Announcement

Collapse
No announcement yet.
X
  • Filter
  • Time
  • Show
Clear All
new posts

  • Multiple Stata Installations on the same Operating System

    I need to run many do files concurrently. Using parallel and batcher packages, I have experimented with how many I can run. For whatever the reason, when the number of concurrent do files passes 20-24 range, they all get bugged down. The reason is NOT the cpu or RAM resources as I have plenty of those on the server I am running the do files. To overcome this I have installed a couple of Virtual Machines, but they get bugged down after 7-8 concurrent do files and they are much slower. So, with VMs I am not even getting 1/3 of the efficiency running the files as on running them on metal.

    Before, starting to purchase more hardware for independent Stata installations, I figured I should explore if multiple Stata Installations on the same Operating System (of course in different locations on the same hard disk) would work. Before I try and possibly mess things up with my current set up, I thought I should ask to see if anybody could offer any insight.

  • #2
    Hearing none, I bit my lips and installed a second Stata of the same flavor on the same operating system and it works

    For reference purposes to others interested, here is how i did it.

    1) I renamed the original Stata installation directory to StataV1
    2) Installed a new Stata with default options as if i am installing for the very first time
    3) To initiate the new Stata I copied the LIC file from StataV1 to Stata directory
    4) Renamed the new Stata dir to StataV2, so I can install a third one if I need to,
    5) Created a shortcut for each exe file and put them on desktop
    6) Launch V1 version with the shortcut and opened the batcher file and run it which launches 21 instances on V1
    7) Launch V2 version with the shortcut opened another batcher file and run it which launches an additional 15-20 instances on V2 without any signs of bugging down.
    8) I had to specify the full version of do file paths after installing second copy as just the name of the file in the same director does not seem to work anymore.
    9) You dont need to reinstall ssc packages if you have any as those are installed elsewhere in the hard disk and both versions appear to know where to find them.

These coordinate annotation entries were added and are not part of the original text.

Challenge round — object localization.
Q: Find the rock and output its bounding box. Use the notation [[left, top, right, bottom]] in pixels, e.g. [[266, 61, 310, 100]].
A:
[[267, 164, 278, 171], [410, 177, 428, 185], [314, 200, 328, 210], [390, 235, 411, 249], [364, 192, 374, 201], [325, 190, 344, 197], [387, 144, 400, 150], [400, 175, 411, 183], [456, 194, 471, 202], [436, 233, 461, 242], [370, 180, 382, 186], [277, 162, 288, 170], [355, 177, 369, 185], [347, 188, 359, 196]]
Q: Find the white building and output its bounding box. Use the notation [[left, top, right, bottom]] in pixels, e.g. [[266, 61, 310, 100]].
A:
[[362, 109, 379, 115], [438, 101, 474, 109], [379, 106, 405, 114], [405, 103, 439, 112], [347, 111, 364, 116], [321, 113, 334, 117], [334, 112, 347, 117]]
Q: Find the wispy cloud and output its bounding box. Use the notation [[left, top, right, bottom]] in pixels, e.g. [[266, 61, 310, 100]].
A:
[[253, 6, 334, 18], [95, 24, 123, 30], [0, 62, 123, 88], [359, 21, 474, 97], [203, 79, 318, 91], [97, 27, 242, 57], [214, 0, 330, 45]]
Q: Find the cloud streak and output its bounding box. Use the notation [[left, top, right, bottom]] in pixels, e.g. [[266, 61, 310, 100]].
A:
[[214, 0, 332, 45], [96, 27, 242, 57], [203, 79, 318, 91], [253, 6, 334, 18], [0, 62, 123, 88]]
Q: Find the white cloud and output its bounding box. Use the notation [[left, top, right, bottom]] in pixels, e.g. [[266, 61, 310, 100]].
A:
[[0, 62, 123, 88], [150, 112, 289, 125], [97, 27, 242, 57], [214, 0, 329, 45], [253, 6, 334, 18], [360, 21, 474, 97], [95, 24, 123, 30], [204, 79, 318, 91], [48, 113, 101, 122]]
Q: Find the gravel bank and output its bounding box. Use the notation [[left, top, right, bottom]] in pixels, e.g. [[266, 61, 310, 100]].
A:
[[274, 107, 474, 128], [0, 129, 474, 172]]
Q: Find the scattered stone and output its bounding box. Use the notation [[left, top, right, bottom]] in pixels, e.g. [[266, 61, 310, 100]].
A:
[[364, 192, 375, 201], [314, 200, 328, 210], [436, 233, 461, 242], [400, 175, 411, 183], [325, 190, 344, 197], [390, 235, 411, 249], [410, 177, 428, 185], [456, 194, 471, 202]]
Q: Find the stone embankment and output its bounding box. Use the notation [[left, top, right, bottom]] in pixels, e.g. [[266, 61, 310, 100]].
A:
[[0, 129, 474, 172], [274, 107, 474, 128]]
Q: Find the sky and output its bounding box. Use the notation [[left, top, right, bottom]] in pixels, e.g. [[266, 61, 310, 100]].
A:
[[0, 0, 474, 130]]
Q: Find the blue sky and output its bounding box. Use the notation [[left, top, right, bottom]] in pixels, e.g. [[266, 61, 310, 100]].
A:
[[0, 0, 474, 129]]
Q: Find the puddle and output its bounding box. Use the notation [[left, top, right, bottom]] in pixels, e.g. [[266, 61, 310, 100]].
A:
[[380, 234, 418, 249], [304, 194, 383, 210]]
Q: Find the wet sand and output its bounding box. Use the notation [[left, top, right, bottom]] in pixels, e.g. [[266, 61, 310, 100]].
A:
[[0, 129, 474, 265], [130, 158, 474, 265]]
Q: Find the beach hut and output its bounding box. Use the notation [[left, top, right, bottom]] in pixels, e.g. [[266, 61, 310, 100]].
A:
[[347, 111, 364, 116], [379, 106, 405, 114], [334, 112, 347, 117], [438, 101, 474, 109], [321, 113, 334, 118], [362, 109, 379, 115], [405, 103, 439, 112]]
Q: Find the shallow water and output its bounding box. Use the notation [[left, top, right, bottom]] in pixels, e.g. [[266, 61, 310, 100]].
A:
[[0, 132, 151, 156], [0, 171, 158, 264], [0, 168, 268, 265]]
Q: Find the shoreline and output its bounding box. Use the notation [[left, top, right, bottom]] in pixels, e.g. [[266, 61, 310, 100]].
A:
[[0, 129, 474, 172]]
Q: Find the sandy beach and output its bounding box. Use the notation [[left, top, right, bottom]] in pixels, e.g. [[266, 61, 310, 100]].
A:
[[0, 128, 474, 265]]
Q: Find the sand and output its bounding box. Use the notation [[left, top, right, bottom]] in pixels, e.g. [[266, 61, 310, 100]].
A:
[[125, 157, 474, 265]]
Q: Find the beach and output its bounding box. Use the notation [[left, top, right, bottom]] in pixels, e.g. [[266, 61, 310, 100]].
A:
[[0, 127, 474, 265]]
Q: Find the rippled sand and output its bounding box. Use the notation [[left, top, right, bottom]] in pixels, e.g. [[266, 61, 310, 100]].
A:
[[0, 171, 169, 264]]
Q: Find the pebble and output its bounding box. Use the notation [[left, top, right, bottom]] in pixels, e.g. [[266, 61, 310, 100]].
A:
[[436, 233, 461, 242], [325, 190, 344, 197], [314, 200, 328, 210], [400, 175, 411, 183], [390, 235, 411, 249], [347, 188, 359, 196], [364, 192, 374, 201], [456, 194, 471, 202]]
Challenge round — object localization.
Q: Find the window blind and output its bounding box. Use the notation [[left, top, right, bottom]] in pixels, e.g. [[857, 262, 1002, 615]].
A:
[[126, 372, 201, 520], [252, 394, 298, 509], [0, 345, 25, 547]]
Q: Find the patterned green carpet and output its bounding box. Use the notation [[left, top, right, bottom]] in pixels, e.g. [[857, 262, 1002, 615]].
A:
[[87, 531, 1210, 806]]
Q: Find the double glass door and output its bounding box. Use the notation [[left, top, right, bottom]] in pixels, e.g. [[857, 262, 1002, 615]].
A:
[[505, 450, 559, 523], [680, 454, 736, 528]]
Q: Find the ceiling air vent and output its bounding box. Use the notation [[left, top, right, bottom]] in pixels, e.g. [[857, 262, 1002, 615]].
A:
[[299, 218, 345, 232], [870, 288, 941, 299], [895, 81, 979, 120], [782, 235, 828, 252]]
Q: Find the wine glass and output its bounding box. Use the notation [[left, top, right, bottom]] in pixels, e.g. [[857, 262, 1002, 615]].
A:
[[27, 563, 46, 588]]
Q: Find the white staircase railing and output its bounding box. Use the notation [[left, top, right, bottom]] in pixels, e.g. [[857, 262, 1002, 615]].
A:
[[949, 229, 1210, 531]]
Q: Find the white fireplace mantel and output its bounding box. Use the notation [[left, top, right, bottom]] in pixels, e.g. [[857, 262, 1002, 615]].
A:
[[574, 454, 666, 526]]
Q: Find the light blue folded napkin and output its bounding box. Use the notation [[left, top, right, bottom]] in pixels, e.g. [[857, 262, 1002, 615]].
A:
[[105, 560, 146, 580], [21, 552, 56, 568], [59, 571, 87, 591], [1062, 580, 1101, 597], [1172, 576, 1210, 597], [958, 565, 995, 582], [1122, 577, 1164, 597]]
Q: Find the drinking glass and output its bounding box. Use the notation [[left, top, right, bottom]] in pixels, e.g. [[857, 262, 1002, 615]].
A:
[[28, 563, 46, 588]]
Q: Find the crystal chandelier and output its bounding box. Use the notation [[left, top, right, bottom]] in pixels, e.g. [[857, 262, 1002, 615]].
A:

    Here are some more supplemental information for large scale task parallelization that I found out mostly by trial and error.

    1) StataMP is dubbed the "Parallel edition" but what that really means is parallelization of some commands not to be confused with task parallelization (that is my best guess which could be wrong). Stata has a list of those commands somewhere on the internet that I know for sure
    2) I find batcher package as my preferred way of parallelizing tasks, parallel package is also available but It is more of a black box where you dont see individual windows running code (may be you can and I never found out who knows)
    3) Trying to use Virtual Machines for task parallelization is problematic in that they are slow because of the overhead. They are easy to set up for file sharing but if you want to use winexe and shell commands you need to establish a network between the host and the guest and also adjust firewall settings on both so they dont freak out. (Not an easy thing to do at least for me as establishing networks is not something I have done before nor do I want to) You can get around the network issue using a copy of say excel file to run a vbs script on the guest machine but then you have to change paths before you can run them if you want to grab data from the host. It works with only file sharing and without establishing a new network , but you have to code the new paths in your Stata do file.

    Comment


    • #3
      I worked a bit on panellising Stata (see multishell (Slides UK UGM 2018) and simluate2/psimulate2) and have a couple of comments respectively questions:
      1. Oscar is correct, Stata MP is not really MP. Some commands are optimized for parallel computing, but not all are supported (see the performance report: https://www.stata.com/statamp/report.pdf). From my perspective the main problems are the costs of Stata MP.
      2. You need to be careful when you do any calculation using the random number generator. Stata might produce the same random numbers if the default settings are used. Have a look at help rngseed and help rngstream. I have a section on both topics in the helpfile for multishell andsimulate2/psimulate2.
      3. multishell is able to connect Stata instances across PCs in a network. It is fairly simple to set up, but the program has some bugs.While the theory of connecting several machines in a network is simple, implementing it in Stata turned out to be pretty hard.
      4. What do you exactely mean with "bugged down"? Does Stata crash or does it get much slower? I am wondering what the reason for this behaviour is. I have run 15 parallel instances of Stata using simulate2 on a Virtual Machine and it worked fine.

      Comment


      • #4
        Hi Jan,
        1) I would be interested in trying multishell not for loops but for launching multiple instances if it allows use of locals in loops. I think the link u shared says it does not allow that. Is that possible?
        2) What I mean by bugged down is running slower. Let me try to explain in a little bit more detail about my saga. I have a pretty long do file with lots of 2-3 level loops, lets call that main.do. Main receives 15 or so local variables from other do files initiated by batcher. I have MP-4 core flavor, a server with 4 cpu sockets each has 10-core double thread processors (so 40 physical cores, 80 logical processors) and 32 gig RAM.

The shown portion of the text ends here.